1) You are a medical student or plan on getting a job at a hospital, morgue, funeral home or some other location that could potentially involve extensive gore and guts. I assume that the main purpose of the Museum is for educational reasons rather than for the sheer exploitation of severed body parts. There has to be someone out there learning something from this collection of macabre artifacts to justify its existence in an actual hospital.

2) You are a fan of morbid or simply bizarre things and are tired of searching the Internet for autopsy and crime scene photos. Your favorite movies may include films like "The Texas Chainsaw Massacre," "Dawn of the Dead," and "Saw III."

3) You are someone who abuses things like alcohol and tobacco and are curious about what your internal organs could possibly look like.

4) You are someone who lives in Bangkok, writes a blog and are tired of visiting wats, temples and other cultural places for your material.

Personally, I would fall into the last category. I really have no real interest in this stuff, but enough people in town have told me that it was a weird place to go, so I thought it was worth the trip. Unfortunately, I had to go twice because I lost the photos from my first excursion about a month ago. I spent ten minutes there today, snapping pictures (you're not supposed to, but no one was around to enforce this policy) and then was stuck in traffic for two hours on the way home. Oh, the lengths I will go to for my art...
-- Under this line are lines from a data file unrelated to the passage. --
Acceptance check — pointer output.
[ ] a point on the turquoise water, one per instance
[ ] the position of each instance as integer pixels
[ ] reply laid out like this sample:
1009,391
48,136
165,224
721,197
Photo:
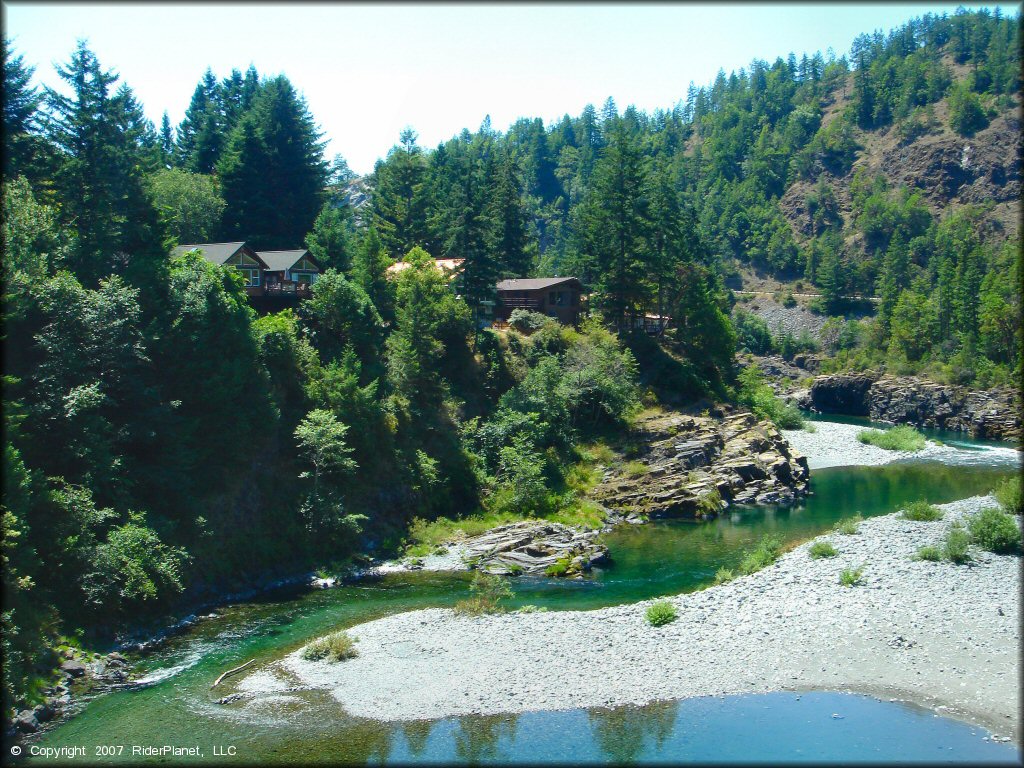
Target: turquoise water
664,557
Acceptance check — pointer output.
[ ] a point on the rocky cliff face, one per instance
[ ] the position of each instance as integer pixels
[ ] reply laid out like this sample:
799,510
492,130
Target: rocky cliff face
987,415
690,466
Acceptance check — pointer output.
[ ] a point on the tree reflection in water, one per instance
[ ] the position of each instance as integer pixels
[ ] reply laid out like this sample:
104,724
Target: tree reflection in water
623,733
478,734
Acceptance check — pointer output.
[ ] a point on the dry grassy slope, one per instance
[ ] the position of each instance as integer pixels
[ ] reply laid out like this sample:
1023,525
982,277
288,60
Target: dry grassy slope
950,170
That being said, the place didn't really creep me out too much. I didn't have nightmares about it the first time and don't think I will this time. I can handle this sort of thing although it's not really my cup of tea. It's somewhere that can inspire a plethora of emotions depending on the personality of one who chooses to visit. For me, these feeling amounted to nothing more than ones of numbness and indifference.